The archbishop’s workload, effectively four jobs, will be an issue weighing on the chosen person. The Archbishop of Canterbury is the second citizen of the United Kingdom after the monarch, a responsibility involving many public tasks: he is Primate of All England, a diocesan bishop and president of the Anglican Communion. Any one of these roles could be full time.
Questions are being raised on whether the selection should be left to the 16-member Crown Nominations Commission meeting behind closed doors. The Rev. Giles Fraser, who resigned his canonry at St. Paul’s Cathedral at the height of the Occupy London protest, has called for an open election. The commission’s six members from the Diocese of Canterbury reportedly were taken aback at suggestions they had formed a block vote.
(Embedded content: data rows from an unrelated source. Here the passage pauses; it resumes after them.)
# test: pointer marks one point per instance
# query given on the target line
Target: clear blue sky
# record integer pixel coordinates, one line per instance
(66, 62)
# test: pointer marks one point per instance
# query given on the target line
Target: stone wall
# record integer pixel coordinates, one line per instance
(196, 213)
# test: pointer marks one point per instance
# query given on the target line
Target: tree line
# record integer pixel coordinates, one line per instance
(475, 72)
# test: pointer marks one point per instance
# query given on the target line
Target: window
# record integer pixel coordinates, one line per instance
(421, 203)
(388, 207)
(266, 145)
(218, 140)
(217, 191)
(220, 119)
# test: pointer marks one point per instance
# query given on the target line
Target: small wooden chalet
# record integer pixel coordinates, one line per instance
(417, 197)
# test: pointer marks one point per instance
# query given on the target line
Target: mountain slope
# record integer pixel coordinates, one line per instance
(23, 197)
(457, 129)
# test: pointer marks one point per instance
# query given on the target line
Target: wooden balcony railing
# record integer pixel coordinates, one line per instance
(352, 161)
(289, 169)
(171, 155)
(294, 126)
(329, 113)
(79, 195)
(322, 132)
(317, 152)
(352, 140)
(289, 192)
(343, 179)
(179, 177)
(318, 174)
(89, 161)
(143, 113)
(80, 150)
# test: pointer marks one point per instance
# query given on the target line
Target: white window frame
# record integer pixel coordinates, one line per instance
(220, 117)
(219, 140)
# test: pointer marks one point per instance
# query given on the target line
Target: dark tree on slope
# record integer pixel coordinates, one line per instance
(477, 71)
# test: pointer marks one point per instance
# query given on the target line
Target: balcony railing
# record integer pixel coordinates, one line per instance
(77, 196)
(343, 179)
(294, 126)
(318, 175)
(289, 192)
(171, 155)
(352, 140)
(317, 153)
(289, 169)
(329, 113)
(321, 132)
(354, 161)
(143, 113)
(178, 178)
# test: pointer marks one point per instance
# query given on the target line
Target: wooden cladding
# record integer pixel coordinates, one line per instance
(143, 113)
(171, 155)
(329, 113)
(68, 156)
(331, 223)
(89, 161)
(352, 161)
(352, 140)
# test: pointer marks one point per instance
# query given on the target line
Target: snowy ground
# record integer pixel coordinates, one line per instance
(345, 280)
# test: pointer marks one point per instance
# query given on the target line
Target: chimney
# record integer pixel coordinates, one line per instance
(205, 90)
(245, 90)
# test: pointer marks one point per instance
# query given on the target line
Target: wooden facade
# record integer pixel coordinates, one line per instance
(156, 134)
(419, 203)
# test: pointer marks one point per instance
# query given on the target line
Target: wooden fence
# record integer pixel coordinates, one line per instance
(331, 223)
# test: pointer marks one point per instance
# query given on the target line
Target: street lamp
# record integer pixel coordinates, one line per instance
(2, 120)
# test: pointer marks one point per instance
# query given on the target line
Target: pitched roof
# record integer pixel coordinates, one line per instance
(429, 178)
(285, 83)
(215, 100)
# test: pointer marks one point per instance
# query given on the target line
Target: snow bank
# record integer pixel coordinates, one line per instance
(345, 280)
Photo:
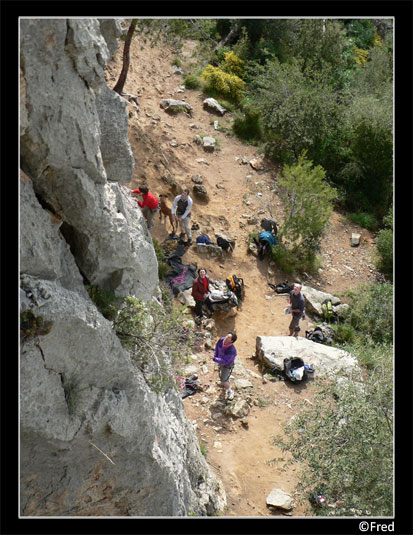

The Rt. Rev. Justin Welby, Bishop of Durham, is widely reported as the commission’s first choice. It is understood the deadlock within the commission concerns the second name to be sent to Prime Minister David Cameron. While the PM needs to send only one name to Queen Elizabeth II, the concern is to agree on a viable second choice in case the preferred candidate declines the post.
One reduction in the archbishop’s duties has been achieved in recent years by placing the Bishop of Dover in virtual charge of Canterbury diocese. The archbishop is based in Canterbury on weekends and only when he is not otherwise engaged. That invites the question why the Canterbury diocese warrants six votes on the CNC when the Anglican Communion has just one. Questions too surround the choice of the Most Rev. Barry Morgan, Archbishop of Wales and an acknowledged liberal, to represent his fellow Primates of the Communion.
It is the archbishop’s international role that could be most easily changed. Primates’ Meetings date from Archbishop Robert Runcie’s time, and before him archbishops never attended entire Anglican Consultative Council meetings. It was Runcie who substantially developed the Anglican Communion role with the appointment of an assistant for Anglican affairs and extensive travel. Williams told members of the Compass Rose Society there was still no strategic plan for international visits, which tend to be agreed in response to invitations.
The Rev. Canon Kenneth Kearon, secretary general of the Anglican Communion, has been listening to Archbishop Williams keenly. After a Daily Telegraph interview in which Williams discussed possible changes to the archbishop’s role in the Anglican Communion, Kearon quickly issued a media statement that no such changes were being considered. While it is in the interests of the Anglican Communion Office to guard the international dimension, Church of England attitudes to the Communion are diverse. Attendance at General Synod debates on the Communion is usually thin.
The archbishop’s role in the Anglican Communion is similar to Queen Elizabeth’s importance to sustaining the British Commonwealth.
One vital difference, however, is that without the support symbolised by the Canterbury connection some Anglican provinces and dioceses would be hard put to survive.